PETALING JAYA: Public Bank has issued a scam alert urging customers to be wary of advertisements on social media selling mooncakes that require a third-party app to make payments.

It said third-party apps not hosted on official app stores pose a security risk, potentially containing malware and allowing scammers to obtain full access to a user’s device.

In an email notice sent to customers, the bank said that a malicious app, if installed, can capture users’ personal and financial details when making payments at the checkout page.

With this information, fraudsters would then be able to access the users’ bank accounts and transfer out all the remaining funds, it said.

Public Bank advised customers to be on the lookout for red flags, including if the app was being offered only through links or APK files from sellers and not official app stores.

It said customers should also be on the lookout for the permissions the app asks for during installation and if their Personal Login Phrase (PLP) appears after entering their banking user ID and password.

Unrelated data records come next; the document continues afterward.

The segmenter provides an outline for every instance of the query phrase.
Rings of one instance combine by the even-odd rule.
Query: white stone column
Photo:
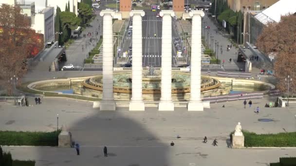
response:
[[[171,10],[162,10],[163,17],[161,98],[158,105],[159,111],[174,111],[172,100],[172,17],[175,13]]]
[[[188,103],[188,111],[204,111],[201,98],[201,77],[202,65],[202,17],[204,16],[202,11],[193,11],[189,13],[192,19],[191,33],[191,58],[190,99]]]
[[[145,15],[143,10],[132,10],[132,76],[131,99],[130,111],[145,111],[145,105],[142,98],[142,17]]]
[[[101,111],[115,111],[113,97],[113,32],[112,18],[114,12],[102,10],[103,17],[103,97]]]

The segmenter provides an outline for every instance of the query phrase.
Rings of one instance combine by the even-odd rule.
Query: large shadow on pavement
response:
[[[142,116],[145,113],[86,110],[90,110],[87,116],[67,124],[74,141],[80,146],[80,155],[76,155],[74,148],[50,148],[53,154],[42,151],[37,166],[171,165],[166,152],[168,148],[174,147],[169,147],[170,142],[161,142],[149,131],[149,125],[145,125],[146,120]],[[105,146],[108,157],[104,157],[103,151]]]

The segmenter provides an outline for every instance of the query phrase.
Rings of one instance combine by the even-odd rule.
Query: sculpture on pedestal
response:
[[[242,135],[240,122],[238,123],[238,124],[235,127],[235,129],[234,129],[234,135]]]

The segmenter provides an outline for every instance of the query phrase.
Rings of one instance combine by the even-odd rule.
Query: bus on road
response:
[[[160,10],[160,7],[158,5],[151,6],[151,11],[152,12],[156,12],[159,10]]]

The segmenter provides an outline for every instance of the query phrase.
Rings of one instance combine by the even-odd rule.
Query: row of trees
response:
[[[210,12],[214,15],[215,6],[216,0],[213,0],[212,7],[209,9]],[[227,1],[217,0],[216,17],[221,25],[224,20],[226,22],[226,31],[229,33],[233,33],[235,40],[239,44],[242,44],[243,16],[240,11],[236,12],[231,10],[228,6]]]
[[[0,80],[9,90],[12,86],[7,80],[14,75],[22,77],[33,49],[41,50],[44,42],[43,36],[37,38],[39,34],[31,29],[30,20],[18,5],[2,4],[0,16]]]
[[[287,91],[288,75],[292,79],[291,89],[296,92],[296,15],[282,16],[279,23],[269,23],[257,39],[256,45],[266,55],[276,55],[275,76],[278,88]]]
[[[62,12],[58,6],[56,8],[55,20],[55,31],[57,33],[56,40],[58,40],[60,45],[63,45],[70,38],[71,31],[78,26],[84,27],[86,23],[89,21],[92,17],[92,8],[88,4],[78,3],[78,16],[70,11],[70,4],[66,5],[64,12]]]

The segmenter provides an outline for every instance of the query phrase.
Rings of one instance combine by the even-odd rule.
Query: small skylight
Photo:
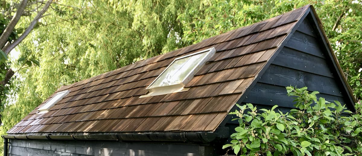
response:
[[[62,98],[69,93],[68,90],[59,92],[54,96],[50,100],[47,101],[43,106],[38,109],[37,114],[45,113],[48,112],[49,109],[54,106],[56,102],[60,101]]]
[[[215,51],[213,47],[176,58],[146,89],[148,93],[140,97],[187,91],[184,87]]]

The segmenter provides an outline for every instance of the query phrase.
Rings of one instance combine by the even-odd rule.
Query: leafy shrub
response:
[[[283,113],[276,105],[258,110],[250,104],[237,104],[240,110],[230,114],[237,117],[239,126],[223,148],[241,155],[361,155],[360,104],[353,113],[338,101],[317,100],[319,93],[309,93],[307,87],[286,88],[299,109]]]

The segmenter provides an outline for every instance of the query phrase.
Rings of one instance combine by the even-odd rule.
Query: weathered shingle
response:
[[[214,131],[308,7],[63,87],[8,133]],[[212,47],[188,91],[139,98],[175,58]],[[35,114],[65,90],[48,112]]]

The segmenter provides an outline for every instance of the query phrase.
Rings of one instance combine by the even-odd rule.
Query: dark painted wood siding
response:
[[[259,107],[275,105],[283,111],[294,107],[293,99],[287,95],[285,87],[304,86],[318,91],[317,96],[327,101],[349,101],[321,41],[305,19],[243,101]]]
[[[10,142],[10,156],[210,155],[205,153],[207,147],[197,145],[96,140],[11,139]]]

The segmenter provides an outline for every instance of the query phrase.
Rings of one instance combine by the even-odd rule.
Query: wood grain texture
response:
[[[62,87],[57,92],[70,93],[48,112],[34,110],[8,132],[213,131],[308,7]],[[303,33],[295,42],[307,38],[316,48],[314,37]],[[212,47],[216,53],[186,84],[188,91],[139,98],[175,59]]]

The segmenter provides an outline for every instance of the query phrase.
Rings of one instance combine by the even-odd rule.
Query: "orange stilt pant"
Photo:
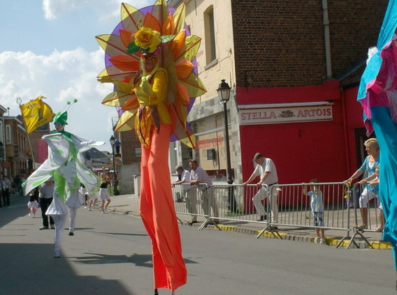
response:
[[[186,284],[187,271],[175,212],[168,169],[171,124],[152,133],[142,146],[140,213],[152,239],[154,289],[175,291]]]

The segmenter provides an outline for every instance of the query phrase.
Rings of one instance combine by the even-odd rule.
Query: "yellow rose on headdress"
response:
[[[134,37],[136,46],[143,48],[145,51],[147,50],[149,53],[154,52],[161,43],[159,32],[145,27],[139,29]]]

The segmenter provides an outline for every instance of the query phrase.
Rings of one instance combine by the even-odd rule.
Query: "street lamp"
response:
[[[230,100],[230,86],[225,82],[224,80],[221,80],[217,91],[218,92],[218,97],[219,100],[224,105],[224,141],[226,144],[226,173],[227,176],[227,183],[229,184],[233,183],[233,179],[231,177],[231,165],[230,160],[230,145],[229,142],[229,123],[227,121],[227,102]]]
[[[115,162],[115,137],[113,135],[110,136],[110,145],[112,146],[112,156],[113,157],[113,194],[117,196],[119,195],[119,191],[117,190],[117,181],[116,178],[116,164]]]
[[[229,142],[229,123],[227,121],[227,102],[230,100],[230,86],[224,80],[221,80],[221,84],[217,91],[219,100],[224,105],[224,142],[226,144],[226,174],[227,183],[233,184],[233,178],[231,177],[231,163],[230,160],[230,144]],[[237,204],[234,197],[234,190],[232,187],[229,188],[229,210],[233,212],[237,212]]]

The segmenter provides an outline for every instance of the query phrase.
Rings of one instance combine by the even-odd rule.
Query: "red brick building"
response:
[[[256,151],[275,161],[282,183],[340,181],[355,171],[363,155],[362,109],[356,101],[363,67],[347,78],[376,45],[387,5],[231,0],[243,179]],[[264,115],[272,110],[273,121]],[[311,121],[316,112],[331,115]]]

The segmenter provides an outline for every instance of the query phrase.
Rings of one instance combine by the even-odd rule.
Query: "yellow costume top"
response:
[[[143,73],[136,84],[134,81],[135,79],[131,79],[129,83],[117,82],[117,89],[136,95],[140,107],[135,119],[135,130],[140,143],[148,146],[152,126],[158,130],[160,123],[171,123],[171,115],[165,104],[168,73],[164,68],[157,66],[151,73]]]

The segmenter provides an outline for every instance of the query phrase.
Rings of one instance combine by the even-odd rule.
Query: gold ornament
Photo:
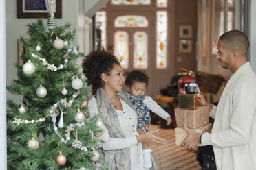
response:
[[[94,156],[90,157],[89,159],[92,162],[98,161],[100,160],[100,154],[98,151],[95,151],[94,148],[92,149],[92,153],[94,154]]]
[[[56,157],[55,160],[58,165],[63,165],[67,162],[67,158],[60,151],[60,154]]]
[[[96,138],[99,138],[99,137],[100,137],[102,135],[103,135],[103,133],[102,133],[102,132],[96,132],[96,133],[94,133],[94,136],[95,136],[95,137],[96,137]]]
[[[64,59],[68,59],[68,58],[69,58],[69,56],[68,56],[67,53],[64,54],[64,56],[63,56]]]
[[[85,109],[85,108],[86,108],[86,107],[87,107],[87,106],[88,106],[88,101],[87,100],[85,100],[83,102],[82,108]]]
[[[28,147],[30,149],[35,151],[37,149],[39,149],[39,142],[36,139],[34,139],[34,138],[33,138],[30,141],[28,141]]]

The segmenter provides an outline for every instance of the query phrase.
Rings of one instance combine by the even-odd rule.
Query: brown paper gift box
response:
[[[196,129],[209,123],[209,106],[202,106],[195,110],[176,108],[175,114],[177,127]]]
[[[206,126],[203,126],[198,129],[191,129],[198,133],[202,134],[204,132],[211,133],[213,124],[210,123]],[[176,145],[180,145],[183,142],[184,139],[186,137],[186,132],[183,128],[177,127],[175,128],[175,134],[176,138]],[[198,146],[202,146],[200,144]]]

The bank advised users who suspect they have responded to a scam to report it to their bank or deactivate the account via the official online banking platform.

The warning comes after reports of online mooncake scams in Singapore, which saw at least 27 victims lose about S$325,000 (RM1.11mil) in August alone.

In another recent case, a woman in Selangor paid RM440 for four boxes of mooncake but never received her order.

The victim only realised that she had been scammed when the seller told her to install a third-party app and input her personal details for a refund.